The final selection of the appropriate biosafety level and the selection of any additional laboratory precautions require a comprehensive understanding of the practices, safety equipment, and facility safeguards described in Chapters 3, 4, and 5 of this manual.
There will be situations where the intended use of an agent requires greater precautions than those described in the agent’s Summary Statement. These situations will require the careful selection of additional precautions. An obvious example would be a procedure for exposing animals to experimentally generated infectious aerosols.
It is unlikely that a risk assessment would indicate a need to alter the recommended facility safeguards specified for the selected biosafety level. If this does occur, however, it is important that a biological safety professional validate this judgment independently before augmenting any facility secondary barrier.
It is also important to recognize that individuals in the laboratory may differ in their susceptibility to disease. Pre-existing diseases, medications, compromised immunity, and pregnancy or breast-feeding that may increase exposure to infants to certain agents, are some of the conditions that may increase the risk of an individual for acquiring a LAI. Consultation with an occupational physician knowledgeable in infectious diseases is advisable in these circumstances.

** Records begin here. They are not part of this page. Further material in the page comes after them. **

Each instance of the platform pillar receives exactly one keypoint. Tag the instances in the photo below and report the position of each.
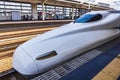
(34, 11)
(43, 11)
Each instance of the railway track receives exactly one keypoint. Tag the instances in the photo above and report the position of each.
(16, 38)
(10, 40)
(61, 70)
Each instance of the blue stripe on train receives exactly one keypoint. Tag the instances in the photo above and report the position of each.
(90, 69)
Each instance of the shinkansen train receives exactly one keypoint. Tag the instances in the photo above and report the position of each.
(58, 45)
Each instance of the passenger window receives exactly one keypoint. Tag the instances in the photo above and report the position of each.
(88, 18)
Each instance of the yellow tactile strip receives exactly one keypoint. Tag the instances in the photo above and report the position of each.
(5, 64)
(110, 72)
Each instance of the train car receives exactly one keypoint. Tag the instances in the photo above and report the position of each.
(58, 45)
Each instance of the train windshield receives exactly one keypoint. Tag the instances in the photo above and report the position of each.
(88, 18)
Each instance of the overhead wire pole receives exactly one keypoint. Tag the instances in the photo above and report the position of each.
(72, 13)
(43, 9)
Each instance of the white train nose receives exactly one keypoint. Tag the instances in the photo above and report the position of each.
(24, 63)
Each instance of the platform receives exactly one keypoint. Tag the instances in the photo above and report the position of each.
(106, 66)
(90, 65)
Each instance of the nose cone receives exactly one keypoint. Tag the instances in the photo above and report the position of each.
(24, 63)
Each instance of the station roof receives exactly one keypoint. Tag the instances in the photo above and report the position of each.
(67, 3)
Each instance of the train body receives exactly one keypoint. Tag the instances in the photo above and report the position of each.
(58, 45)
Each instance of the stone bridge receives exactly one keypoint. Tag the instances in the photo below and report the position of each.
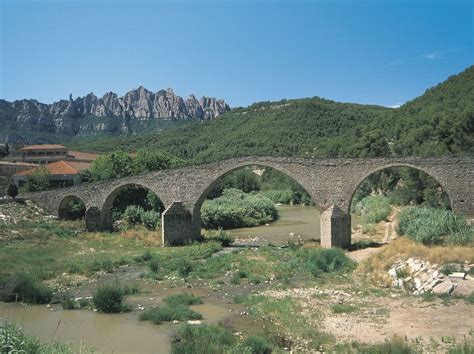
(330, 182)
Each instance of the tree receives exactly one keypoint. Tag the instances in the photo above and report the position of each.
(115, 165)
(12, 190)
(37, 181)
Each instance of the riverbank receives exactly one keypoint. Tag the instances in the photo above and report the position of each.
(270, 291)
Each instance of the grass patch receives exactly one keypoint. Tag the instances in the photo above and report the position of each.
(373, 209)
(183, 299)
(25, 288)
(169, 313)
(320, 261)
(14, 340)
(109, 298)
(221, 236)
(434, 226)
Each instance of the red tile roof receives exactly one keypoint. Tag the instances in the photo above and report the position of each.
(83, 155)
(60, 168)
(43, 147)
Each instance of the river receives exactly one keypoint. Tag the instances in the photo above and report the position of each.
(123, 332)
(296, 222)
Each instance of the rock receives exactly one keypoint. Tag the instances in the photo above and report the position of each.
(457, 276)
(464, 288)
(446, 287)
(68, 117)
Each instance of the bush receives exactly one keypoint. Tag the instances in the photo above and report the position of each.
(373, 208)
(237, 209)
(256, 345)
(151, 219)
(434, 226)
(221, 236)
(12, 190)
(135, 215)
(183, 299)
(319, 261)
(24, 287)
(169, 313)
(205, 339)
(109, 298)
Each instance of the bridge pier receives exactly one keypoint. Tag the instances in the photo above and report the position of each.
(93, 219)
(177, 225)
(335, 228)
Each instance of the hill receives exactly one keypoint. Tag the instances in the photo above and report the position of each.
(440, 122)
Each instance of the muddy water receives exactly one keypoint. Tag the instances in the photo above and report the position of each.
(107, 333)
(295, 222)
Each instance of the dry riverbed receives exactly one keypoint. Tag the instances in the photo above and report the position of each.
(251, 290)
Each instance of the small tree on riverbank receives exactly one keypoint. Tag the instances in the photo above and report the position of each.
(12, 190)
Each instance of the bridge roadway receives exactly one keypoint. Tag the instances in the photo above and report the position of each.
(331, 182)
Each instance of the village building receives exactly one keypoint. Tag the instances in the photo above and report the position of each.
(47, 153)
(61, 173)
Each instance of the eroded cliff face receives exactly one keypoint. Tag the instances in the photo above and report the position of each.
(90, 114)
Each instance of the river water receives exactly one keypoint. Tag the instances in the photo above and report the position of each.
(296, 222)
(123, 333)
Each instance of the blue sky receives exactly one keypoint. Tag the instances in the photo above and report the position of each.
(377, 52)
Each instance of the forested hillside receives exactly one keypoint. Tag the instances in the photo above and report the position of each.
(439, 122)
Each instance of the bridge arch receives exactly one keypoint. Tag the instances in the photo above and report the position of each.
(71, 207)
(226, 170)
(436, 177)
(108, 204)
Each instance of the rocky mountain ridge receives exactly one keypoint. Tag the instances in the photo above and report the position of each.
(139, 108)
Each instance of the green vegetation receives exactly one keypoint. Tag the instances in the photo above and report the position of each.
(109, 298)
(25, 288)
(213, 339)
(237, 209)
(73, 210)
(183, 299)
(175, 308)
(14, 340)
(11, 190)
(320, 261)
(169, 313)
(121, 164)
(403, 186)
(136, 215)
(433, 226)
(373, 208)
(37, 181)
(437, 123)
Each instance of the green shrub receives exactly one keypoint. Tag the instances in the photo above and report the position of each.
(256, 345)
(373, 208)
(237, 209)
(434, 226)
(133, 214)
(109, 298)
(319, 261)
(24, 287)
(183, 299)
(204, 339)
(151, 219)
(169, 313)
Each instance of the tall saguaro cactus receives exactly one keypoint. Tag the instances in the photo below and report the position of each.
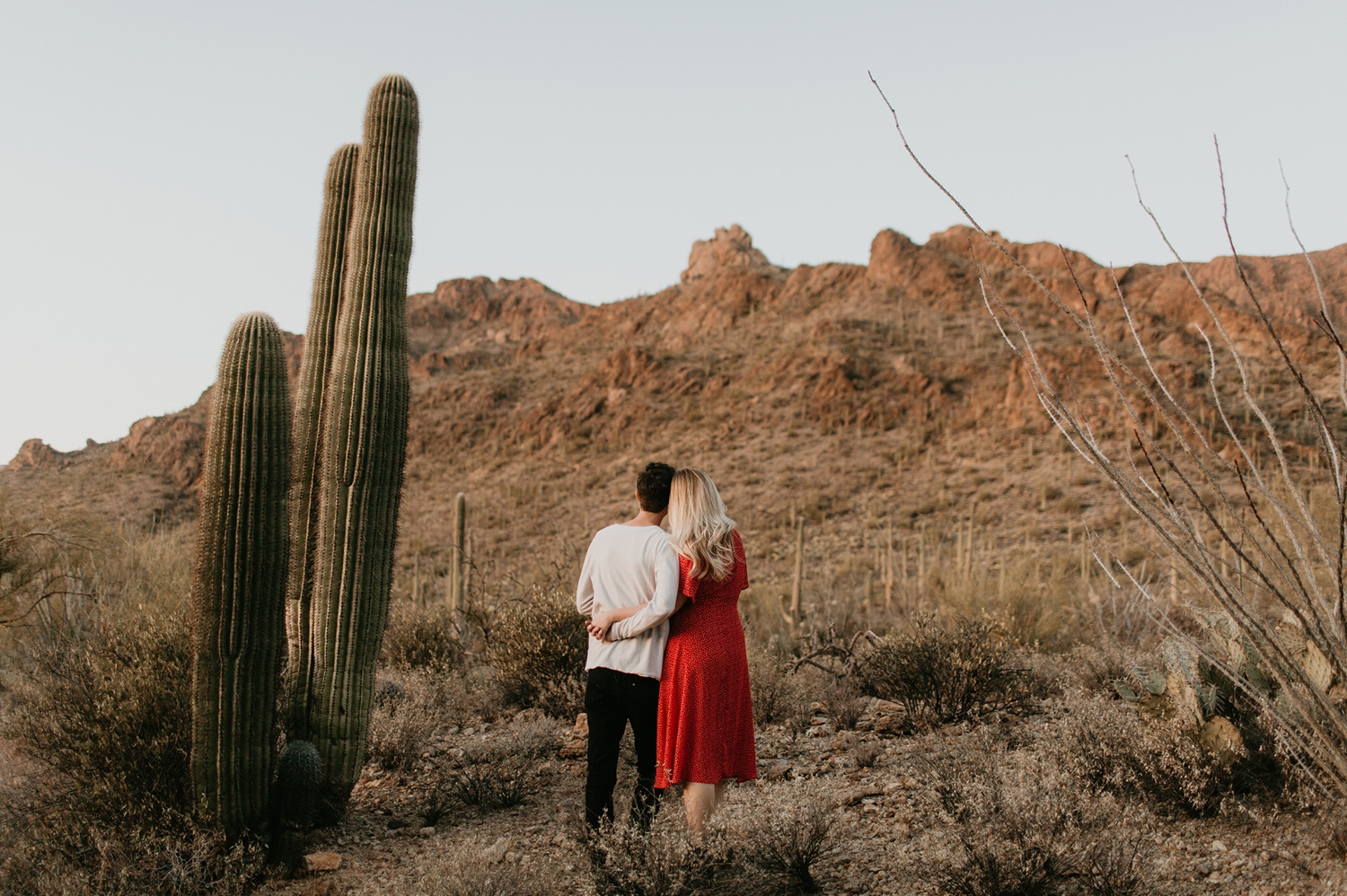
(239, 578)
(457, 575)
(364, 442)
(329, 277)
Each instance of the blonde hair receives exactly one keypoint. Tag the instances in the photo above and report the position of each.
(700, 529)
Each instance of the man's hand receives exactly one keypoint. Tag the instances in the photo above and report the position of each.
(601, 624)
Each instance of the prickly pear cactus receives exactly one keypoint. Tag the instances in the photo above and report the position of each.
(1222, 742)
(329, 275)
(239, 577)
(298, 777)
(293, 801)
(364, 442)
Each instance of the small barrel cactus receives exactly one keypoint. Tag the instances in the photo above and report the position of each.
(363, 444)
(239, 577)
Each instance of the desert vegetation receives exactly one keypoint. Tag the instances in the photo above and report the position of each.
(1061, 619)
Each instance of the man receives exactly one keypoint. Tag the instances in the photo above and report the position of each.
(627, 565)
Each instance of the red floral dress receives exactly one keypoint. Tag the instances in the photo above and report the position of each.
(705, 731)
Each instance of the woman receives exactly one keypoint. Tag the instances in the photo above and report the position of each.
(706, 712)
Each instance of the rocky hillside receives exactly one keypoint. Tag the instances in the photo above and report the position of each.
(857, 395)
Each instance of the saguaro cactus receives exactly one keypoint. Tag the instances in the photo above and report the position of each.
(364, 442)
(329, 277)
(239, 580)
(458, 573)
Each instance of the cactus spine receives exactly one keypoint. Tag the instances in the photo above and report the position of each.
(329, 274)
(239, 580)
(364, 444)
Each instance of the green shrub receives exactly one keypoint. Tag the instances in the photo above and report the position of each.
(422, 639)
(104, 712)
(461, 869)
(778, 694)
(492, 771)
(1112, 748)
(538, 647)
(108, 713)
(404, 718)
(665, 861)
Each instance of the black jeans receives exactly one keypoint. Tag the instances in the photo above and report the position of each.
(612, 699)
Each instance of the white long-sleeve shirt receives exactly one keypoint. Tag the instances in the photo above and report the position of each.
(628, 567)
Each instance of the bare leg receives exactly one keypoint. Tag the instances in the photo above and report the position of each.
(700, 801)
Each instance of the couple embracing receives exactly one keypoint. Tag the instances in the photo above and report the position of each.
(665, 650)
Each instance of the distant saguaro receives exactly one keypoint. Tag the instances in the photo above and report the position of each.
(458, 573)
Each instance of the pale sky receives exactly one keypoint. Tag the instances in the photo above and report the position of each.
(161, 163)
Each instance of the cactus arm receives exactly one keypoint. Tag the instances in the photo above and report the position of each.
(329, 277)
(364, 441)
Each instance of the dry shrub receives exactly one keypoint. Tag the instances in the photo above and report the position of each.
(1113, 750)
(461, 869)
(1115, 865)
(1021, 825)
(762, 842)
(780, 833)
(867, 753)
(538, 647)
(945, 672)
(422, 639)
(778, 694)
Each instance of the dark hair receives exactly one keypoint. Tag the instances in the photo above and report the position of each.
(652, 487)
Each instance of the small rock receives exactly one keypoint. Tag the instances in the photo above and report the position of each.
(857, 794)
(322, 861)
(496, 852)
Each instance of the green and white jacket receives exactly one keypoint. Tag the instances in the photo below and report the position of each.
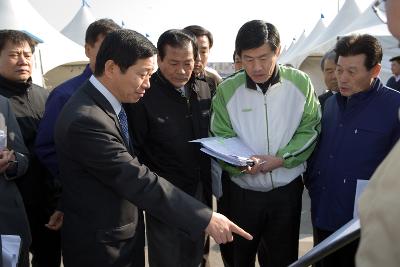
(284, 122)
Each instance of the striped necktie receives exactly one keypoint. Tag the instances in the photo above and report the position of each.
(123, 122)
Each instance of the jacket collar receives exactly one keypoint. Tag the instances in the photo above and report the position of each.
(169, 88)
(12, 88)
(274, 79)
(375, 87)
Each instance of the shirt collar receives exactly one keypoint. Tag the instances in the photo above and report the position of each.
(107, 94)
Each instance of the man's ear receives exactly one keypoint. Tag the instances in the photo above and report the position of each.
(376, 70)
(110, 68)
(278, 51)
(158, 60)
(87, 50)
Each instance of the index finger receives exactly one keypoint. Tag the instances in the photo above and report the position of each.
(237, 230)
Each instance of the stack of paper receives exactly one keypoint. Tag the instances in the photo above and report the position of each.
(231, 150)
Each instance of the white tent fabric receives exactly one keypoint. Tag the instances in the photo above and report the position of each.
(55, 50)
(318, 29)
(348, 21)
(323, 42)
(76, 28)
(296, 46)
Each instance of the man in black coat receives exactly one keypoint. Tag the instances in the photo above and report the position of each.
(39, 191)
(394, 81)
(328, 66)
(104, 185)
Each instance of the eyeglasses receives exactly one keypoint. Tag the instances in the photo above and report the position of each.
(379, 8)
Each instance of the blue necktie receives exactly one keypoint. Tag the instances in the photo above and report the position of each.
(123, 122)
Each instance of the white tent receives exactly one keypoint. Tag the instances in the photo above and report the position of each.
(318, 29)
(55, 50)
(76, 28)
(296, 46)
(327, 38)
(309, 58)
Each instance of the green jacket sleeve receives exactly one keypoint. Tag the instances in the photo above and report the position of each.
(221, 125)
(303, 142)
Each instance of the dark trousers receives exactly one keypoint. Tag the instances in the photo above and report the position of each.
(273, 218)
(168, 246)
(343, 257)
(223, 207)
(46, 243)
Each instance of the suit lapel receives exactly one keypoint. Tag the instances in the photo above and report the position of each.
(105, 105)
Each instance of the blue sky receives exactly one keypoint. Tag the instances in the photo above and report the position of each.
(223, 18)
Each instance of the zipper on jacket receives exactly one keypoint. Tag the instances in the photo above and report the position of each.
(268, 149)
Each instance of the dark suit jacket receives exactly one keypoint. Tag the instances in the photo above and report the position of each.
(104, 185)
(13, 220)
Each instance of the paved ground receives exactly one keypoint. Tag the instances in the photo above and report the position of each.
(305, 238)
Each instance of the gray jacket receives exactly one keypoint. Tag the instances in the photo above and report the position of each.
(13, 220)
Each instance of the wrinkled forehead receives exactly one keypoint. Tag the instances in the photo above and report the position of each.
(11, 45)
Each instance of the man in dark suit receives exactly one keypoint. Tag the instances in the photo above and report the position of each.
(104, 185)
(394, 81)
(328, 66)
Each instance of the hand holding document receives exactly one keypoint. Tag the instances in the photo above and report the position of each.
(231, 150)
(10, 246)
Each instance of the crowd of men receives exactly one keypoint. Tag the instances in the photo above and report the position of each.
(106, 154)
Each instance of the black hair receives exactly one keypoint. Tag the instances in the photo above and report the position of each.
(177, 39)
(124, 47)
(200, 31)
(330, 55)
(15, 37)
(99, 27)
(254, 34)
(360, 44)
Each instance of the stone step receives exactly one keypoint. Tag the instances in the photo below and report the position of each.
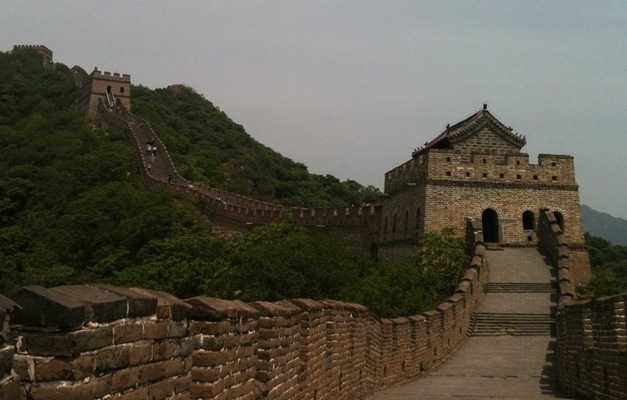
(497, 324)
(520, 287)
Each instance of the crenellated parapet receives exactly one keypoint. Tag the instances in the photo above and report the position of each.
(100, 341)
(591, 334)
(511, 170)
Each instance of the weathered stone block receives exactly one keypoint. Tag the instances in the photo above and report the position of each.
(44, 308)
(139, 305)
(100, 305)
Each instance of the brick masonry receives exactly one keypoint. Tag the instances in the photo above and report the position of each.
(101, 341)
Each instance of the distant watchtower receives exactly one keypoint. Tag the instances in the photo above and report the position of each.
(104, 86)
(45, 52)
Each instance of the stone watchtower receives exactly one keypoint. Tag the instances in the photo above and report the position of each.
(475, 170)
(103, 86)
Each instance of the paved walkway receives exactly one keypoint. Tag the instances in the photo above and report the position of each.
(497, 367)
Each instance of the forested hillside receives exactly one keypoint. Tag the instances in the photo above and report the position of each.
(72, 209)
(207, 146)
(604, 225)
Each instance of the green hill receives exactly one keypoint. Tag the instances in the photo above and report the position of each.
(71, 207)
(208, 147)
(604, 225)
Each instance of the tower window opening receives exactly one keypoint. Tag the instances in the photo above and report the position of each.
(528, 220)
(406, 221)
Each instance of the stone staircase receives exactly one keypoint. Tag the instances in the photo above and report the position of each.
(497, 324)
(520, 287)
(513, 321)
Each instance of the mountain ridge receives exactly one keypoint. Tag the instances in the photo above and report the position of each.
(604, 225)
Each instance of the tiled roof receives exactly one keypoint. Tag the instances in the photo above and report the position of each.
(470, 125)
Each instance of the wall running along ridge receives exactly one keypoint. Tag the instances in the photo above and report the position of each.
(100, 341)
(591, 334)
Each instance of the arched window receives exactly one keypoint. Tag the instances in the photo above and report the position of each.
(490, 225)
(528, 220)
(406, 221)
(560, 219)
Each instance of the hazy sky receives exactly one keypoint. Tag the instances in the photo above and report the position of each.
(349, 88)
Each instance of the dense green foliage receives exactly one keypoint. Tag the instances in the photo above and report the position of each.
(609, 267)
(71, 211)
(394, 288)
(207, 146)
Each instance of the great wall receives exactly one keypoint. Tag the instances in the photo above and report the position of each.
(104, 342)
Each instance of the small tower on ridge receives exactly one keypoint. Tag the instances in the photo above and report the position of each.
(104, 86)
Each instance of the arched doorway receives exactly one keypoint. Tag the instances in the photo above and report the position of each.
(560, 219)
(490, 226)
(374, 251)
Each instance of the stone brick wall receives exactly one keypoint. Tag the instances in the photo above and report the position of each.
(100, 341)
(95, 88)
(9, 380)
(591, 334)
(442, 188)
(592, 348)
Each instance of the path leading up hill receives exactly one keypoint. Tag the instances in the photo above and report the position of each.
(511, 352)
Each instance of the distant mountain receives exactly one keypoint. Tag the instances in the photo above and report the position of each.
(604, 225)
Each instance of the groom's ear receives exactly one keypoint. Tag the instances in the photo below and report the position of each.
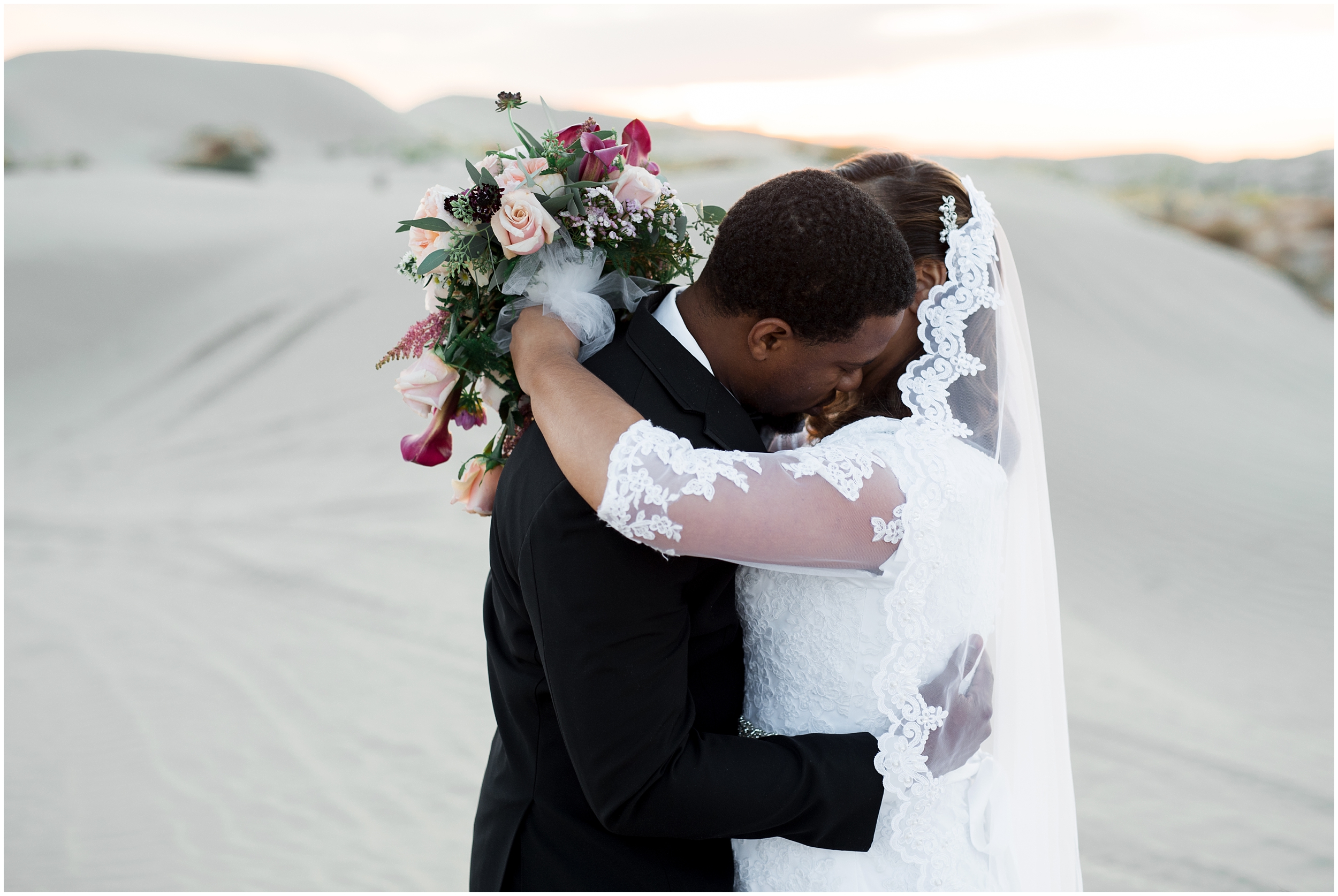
(769, 336)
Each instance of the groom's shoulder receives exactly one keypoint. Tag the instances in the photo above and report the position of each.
(619, 367)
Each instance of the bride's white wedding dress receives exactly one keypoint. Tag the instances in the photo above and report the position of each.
(866, 559)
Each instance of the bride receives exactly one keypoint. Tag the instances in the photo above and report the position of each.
(918, 518)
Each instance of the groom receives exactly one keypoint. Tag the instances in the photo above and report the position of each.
(616, 673)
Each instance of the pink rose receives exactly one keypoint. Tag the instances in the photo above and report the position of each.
(434, 207)
(514, 170)
(522, 226)
(638, 186)
(426, 384)
(478, 487)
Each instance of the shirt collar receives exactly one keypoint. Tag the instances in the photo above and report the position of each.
(671, 318)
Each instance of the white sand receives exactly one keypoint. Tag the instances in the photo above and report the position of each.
(244, 645)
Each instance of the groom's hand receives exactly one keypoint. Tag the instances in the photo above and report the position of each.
(968, 715)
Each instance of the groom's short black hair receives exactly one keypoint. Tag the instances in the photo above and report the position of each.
(814, 250)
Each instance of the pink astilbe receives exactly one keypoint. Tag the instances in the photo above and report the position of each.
(423, 335)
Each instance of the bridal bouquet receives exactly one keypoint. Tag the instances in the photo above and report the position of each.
(577, 221)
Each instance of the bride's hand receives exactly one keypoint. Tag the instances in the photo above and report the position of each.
(538, 340)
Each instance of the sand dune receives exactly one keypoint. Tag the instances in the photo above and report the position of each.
(137, 108)
(244, 644)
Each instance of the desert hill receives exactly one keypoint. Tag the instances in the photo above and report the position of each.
(118, 108)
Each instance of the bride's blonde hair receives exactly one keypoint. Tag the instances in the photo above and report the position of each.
(911, 191)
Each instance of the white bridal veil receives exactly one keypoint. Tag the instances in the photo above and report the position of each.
(997, 409)
(975, 385)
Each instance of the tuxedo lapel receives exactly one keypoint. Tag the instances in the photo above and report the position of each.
(688, 382)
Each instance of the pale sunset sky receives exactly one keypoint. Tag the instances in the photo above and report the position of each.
(1210, 82)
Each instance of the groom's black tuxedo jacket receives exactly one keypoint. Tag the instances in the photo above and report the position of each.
(617, 681)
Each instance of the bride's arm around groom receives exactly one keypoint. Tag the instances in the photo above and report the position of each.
(617, 673)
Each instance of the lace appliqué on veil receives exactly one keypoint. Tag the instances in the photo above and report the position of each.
(632, 487)
(845, 467)
(928, 489)
(890, 533)
(969, 288)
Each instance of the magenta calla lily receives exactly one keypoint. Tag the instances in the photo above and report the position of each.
(432, 447)
(638, 143)
(600, 156)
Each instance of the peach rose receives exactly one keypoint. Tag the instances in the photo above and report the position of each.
(478, 487)
(514, 170)
(434, 207)
(522, 226)
(426, 384)
(638, 185)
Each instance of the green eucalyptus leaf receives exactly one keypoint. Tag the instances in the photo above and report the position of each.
(477, 245)
(530, 143)
(432, 260)
(435, 225)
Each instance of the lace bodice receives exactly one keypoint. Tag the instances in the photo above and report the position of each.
(881, 557)
(847, 655)
(831, 506)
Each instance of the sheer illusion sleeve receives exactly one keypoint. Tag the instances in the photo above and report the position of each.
(828, 506)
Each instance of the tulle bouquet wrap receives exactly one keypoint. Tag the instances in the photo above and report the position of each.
(577, 221)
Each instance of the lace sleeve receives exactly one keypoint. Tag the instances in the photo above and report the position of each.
(818, 506)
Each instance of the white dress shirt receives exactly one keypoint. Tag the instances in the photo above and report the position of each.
(672, 320)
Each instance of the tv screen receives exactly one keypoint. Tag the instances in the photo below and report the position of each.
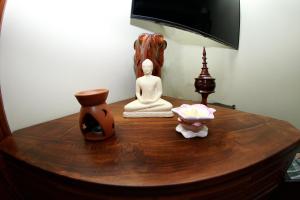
(216, 19)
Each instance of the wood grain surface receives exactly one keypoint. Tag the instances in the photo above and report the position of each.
(244, 155)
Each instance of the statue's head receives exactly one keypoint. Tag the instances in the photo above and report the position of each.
(147, 66)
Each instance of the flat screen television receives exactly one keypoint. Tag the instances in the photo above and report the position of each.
(216, 19)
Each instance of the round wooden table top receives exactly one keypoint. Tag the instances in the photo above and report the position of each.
(148, 152)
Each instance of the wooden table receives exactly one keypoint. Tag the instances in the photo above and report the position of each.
(244, 156)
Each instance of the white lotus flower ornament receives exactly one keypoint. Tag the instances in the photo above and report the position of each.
(190, 118)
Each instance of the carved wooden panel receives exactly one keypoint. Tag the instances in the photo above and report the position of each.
(149, 46)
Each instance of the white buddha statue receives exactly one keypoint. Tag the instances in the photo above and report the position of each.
(148, 93)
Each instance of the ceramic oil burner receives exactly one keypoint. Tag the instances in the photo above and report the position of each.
(96, 121)
(192, 119)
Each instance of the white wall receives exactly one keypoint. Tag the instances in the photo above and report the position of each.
(51, 49)
(263, 76)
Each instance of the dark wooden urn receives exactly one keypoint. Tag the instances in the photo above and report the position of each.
(204, 83)
(96, 121)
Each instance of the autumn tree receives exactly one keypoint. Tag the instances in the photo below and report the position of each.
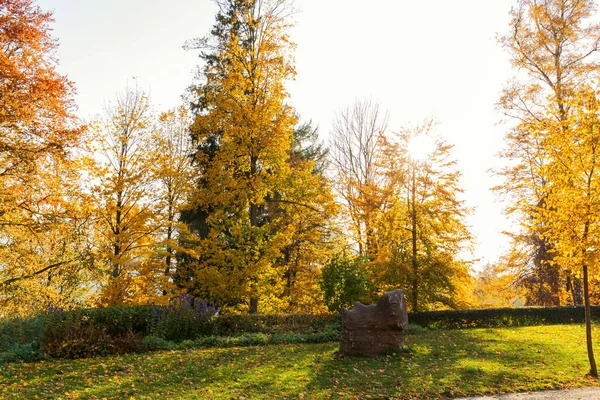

Evaluate the proficiencies of staff regarding safe practices and the integrity of safety equipment.
The protection of laboratory workers, other persons associated with the laboratory, and the public will depend ultimately on the laboratory workers themselves. In conducting a risk assessment, the laboratory director or principal investigator should ensure that laboratory workers have acquired the technical proficiency in the use of microbiological practices and safety equipment required for the safe handling of the agent, and have developed good habits that sustain excellence in the performance of those practices. An evaluation of a person’s training, experience in handling infectious agents, proficiency in the use of sterile techniques and BSCs, ability to respond to emergencies, and willingness to accept responsibility for protecting one’s self and others is important insurance that a laboratory worker is capable of working safely.
The laboratory director or principal investigator should also ensure that the necessary safety equipment is available and operating properly. For example, a BSC that is not certified represents a potentially serious hazard to the laboratory worker using it and to others in the laboratory. The director should have all equipment deficiencies corrected before starting work with an agent.
Review the risk assessment with a biosafety professional, subject matter expert, and the IBC.
A review of the risk assessment and selected safeguards by knowledgeable individuals is always beneficial and sometimes required by regulatory or funding agencies, as is the case with the NIH Guidelines. Review of potentially high risk protocols by the local IBC should become standard practice. Adopting this step voluntarily will promote the use of safe practices in work with hazardous agents in microbiological and biomedical laboratories.
New knowledge and experiences may justify altering these safeguards. Risk assessment, however, must be the basis for recommended change. Assessments conducted by laboratory directors and principal investigators for the use of emergent agents and the conduct of novel experiments will contribute to our understanding of the risks these endeavors may present and the means for their control. Those risk assessments will likely mirror progress in science and technology and serve as the basis for future revisions of BMBL.